Ce virus qui rend fou

"Plante-démie", ou l'inquiétante ruée sur les plantes vertes aux Philippines

  • Publié le 9 novembre 2020 à 11:18
  • Actualisé le 9 novembre 2020 à 12:20

La folie du jardinage s'est emparée des Philippines du fait des restrictions contre le coronavirus, une "plante-démie" qui se traduit par une ruée sur les pépinières, une flambée des prix et, plus grave, des vols dans les jardins publics et les parcs nationaux.

Les réseaux sociaux débordent de photos de fleurs et de couverts végétaux sur les balcons, les Philippins se reportant de plus en plus sur les plantes vertes pour déjouer l'ennui et dissiper leur stress.

"C'est incroyable à quel point les gens s'intéressent aux plantes en ce moment", s'extasie le paysagiste Alvin Chingcuangco, qui dit avoir vu des variétés de monsteras se vendre à 55.000 pesos (960 euros), contre 800 pesos avant la pandémie. Arlene Gumera-Paz, qui tient une jardinerie à Manille, explique que son chiffre d'affaires quotidien a triplé depuis qu'elle a rouvert après le confinement.

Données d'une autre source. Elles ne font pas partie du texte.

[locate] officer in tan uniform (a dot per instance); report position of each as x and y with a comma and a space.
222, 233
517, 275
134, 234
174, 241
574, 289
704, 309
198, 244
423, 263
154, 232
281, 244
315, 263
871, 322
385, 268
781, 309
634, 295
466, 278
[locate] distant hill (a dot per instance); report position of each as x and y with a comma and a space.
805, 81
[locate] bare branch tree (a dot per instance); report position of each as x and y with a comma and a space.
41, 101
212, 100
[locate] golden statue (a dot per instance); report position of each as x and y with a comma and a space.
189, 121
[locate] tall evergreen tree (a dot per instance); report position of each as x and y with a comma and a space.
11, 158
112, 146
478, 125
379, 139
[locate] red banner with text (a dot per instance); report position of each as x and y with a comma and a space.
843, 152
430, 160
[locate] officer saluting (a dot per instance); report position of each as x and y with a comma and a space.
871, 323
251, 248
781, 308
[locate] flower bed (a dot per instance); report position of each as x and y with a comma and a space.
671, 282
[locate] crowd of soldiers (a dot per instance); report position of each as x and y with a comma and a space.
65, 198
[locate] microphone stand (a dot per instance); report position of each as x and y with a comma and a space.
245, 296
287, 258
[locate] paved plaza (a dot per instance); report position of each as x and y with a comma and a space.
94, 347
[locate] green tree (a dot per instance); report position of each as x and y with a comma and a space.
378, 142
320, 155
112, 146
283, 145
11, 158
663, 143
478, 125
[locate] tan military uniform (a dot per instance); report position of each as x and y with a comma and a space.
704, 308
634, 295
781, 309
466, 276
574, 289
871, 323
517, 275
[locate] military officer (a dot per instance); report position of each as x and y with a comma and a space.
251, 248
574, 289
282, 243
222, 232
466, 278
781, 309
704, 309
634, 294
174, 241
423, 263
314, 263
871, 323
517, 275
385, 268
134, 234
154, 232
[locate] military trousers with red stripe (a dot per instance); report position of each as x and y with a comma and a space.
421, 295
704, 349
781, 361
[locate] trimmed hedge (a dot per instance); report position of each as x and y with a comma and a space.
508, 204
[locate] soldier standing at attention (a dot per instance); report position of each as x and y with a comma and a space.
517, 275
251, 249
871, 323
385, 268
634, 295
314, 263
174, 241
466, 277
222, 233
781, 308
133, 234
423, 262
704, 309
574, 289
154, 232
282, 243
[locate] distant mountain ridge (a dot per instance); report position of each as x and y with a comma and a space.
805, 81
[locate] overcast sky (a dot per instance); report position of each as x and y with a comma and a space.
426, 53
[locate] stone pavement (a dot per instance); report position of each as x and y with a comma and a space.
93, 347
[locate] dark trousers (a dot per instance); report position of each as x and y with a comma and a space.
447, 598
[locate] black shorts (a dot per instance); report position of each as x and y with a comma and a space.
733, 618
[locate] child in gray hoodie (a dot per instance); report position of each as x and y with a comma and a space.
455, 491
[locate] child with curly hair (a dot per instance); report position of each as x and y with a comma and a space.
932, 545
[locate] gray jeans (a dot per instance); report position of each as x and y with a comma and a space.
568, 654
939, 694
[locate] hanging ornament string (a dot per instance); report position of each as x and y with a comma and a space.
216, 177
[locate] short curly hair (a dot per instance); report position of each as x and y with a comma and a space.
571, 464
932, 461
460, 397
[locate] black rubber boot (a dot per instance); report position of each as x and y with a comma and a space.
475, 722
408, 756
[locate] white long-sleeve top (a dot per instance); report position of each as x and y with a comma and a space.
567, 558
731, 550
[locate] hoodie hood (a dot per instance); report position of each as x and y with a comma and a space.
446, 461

La demande est demeurée forte alors même que les prix des variétés les plus recherchées, comme l'alocasia, la plante-araignée ou la fleur de lune, ont doublé voire quadruplé. "Les gens ne sont pas faciles à comprendre. Quand les plantes ne coûtaient rien, personne ne s'y intéressait", explique Mme Gumera-Paz, 40 ans, qui achète ses plantes en gros dans des pépinières dans les provinces voisines.

- Provenance douteuse -

Mais alors que la demande explose, les autorités s'inquiètent de la provenance de certaines plantes que l'on trouve sur les marchés.
Les gardes qui traquent l'exploitation forestière illégale dans la péninsule de Zamboanga ont reçu la consigne de rechercher désormais les personnes volant des plantes, les autorités ayant réalisé que certaines des espèces vues sur les réseaux sociaux ne se trouvaient que dans les espaces protégés du sud-ouest de la grande île méridionale de Mindanao.

"Avant la pandémie, nous n'avions jamais vraiment été confrontés à un grand nombre de vols d'espèces végétales", explique Maria Christina Rodriguez, fonctionnaire au département de l'Energie et des ressources naturelles de la région de Zamboanga. "Elles sont devenues prisées pendant le confinement." Il est illégal de prendre les espèces menacées dans les forêts philippines. Prélever des plantes endémiques est possible, mais cela implique d'avoir un permis.
Les vols visent les espèces les plus populaires sur les réseaux sociaux, comme les fougères épiphytes, les plantes carnivores de la famille des Népenthacées, selon Mme Rodriguez.

Arrêter les voleurs est particulièrement compliqué. Difficile en effet, une fois qu'une plante a été déterrée et vendue, "de prouver qu'elle vient de forêts ou de zones protégées", poursuit-elle. Une série de vols dans les jardins publics de Baguio, une ville du nord, a même amené les autorités à renforcer la sécurité et à lancer sur Facebook un appel pour que l'on laisse les plantes vertes en paix. Cinq personnes ont été interpellées pour avoir arraché illégalement des plants, selon Rhenan Diwas, des services municipaux de Baguio.

- "Pour se sentir bien" -

"Peut-être que c'est une conséquence de l'ennui, ou qu'ils veulent en tirer des revenus", dit-il. Il semble que pour nombre de Philippins, jardiner soit devenu un moyen de soulager le stress lié au risque sanitaire et aux conséquences financières de la pandémie.

"La meilleure façon de se sentir bien est de faire pousser de petites choses", abonde Norma Karasig Villanueva, ancienne présidente de la Société d'horticulture des Philippines. Ivy Bautista, passionnée de longue date par le jardinage, explique que ses plantes l'aident à "lutter contre l'ennui", mais aussi à mettre du beurre dans les épinards en revendant des boutures.

Mais elle n'a pas de mots assez durs pour condamner les prix "fous" pratiqués dans les jardineries, convaincue qu'ils ne peuvent qu'inciter à voler des espèces protégées. "Il est ridicule qu'une plante que j'ai achetée 400 pesos puisse se vendre désormais pour 5.000 pesos", dénonce Mme Bautista, 30 ans.
Dans un éditorial intitulé "Plante-démie", le quotidien philippin Daily Inquirer s'insurgeait aussi en octobre contre l'inflation des prix, exhortant les passionnés de jardinage à trouver des "sources légitimes" d'approvisionnement. "C'est vraiment très important parce que retirer certaines espèces est source de déséquilibre dans les écosystèmes", explique aussi Mme Rodriguez.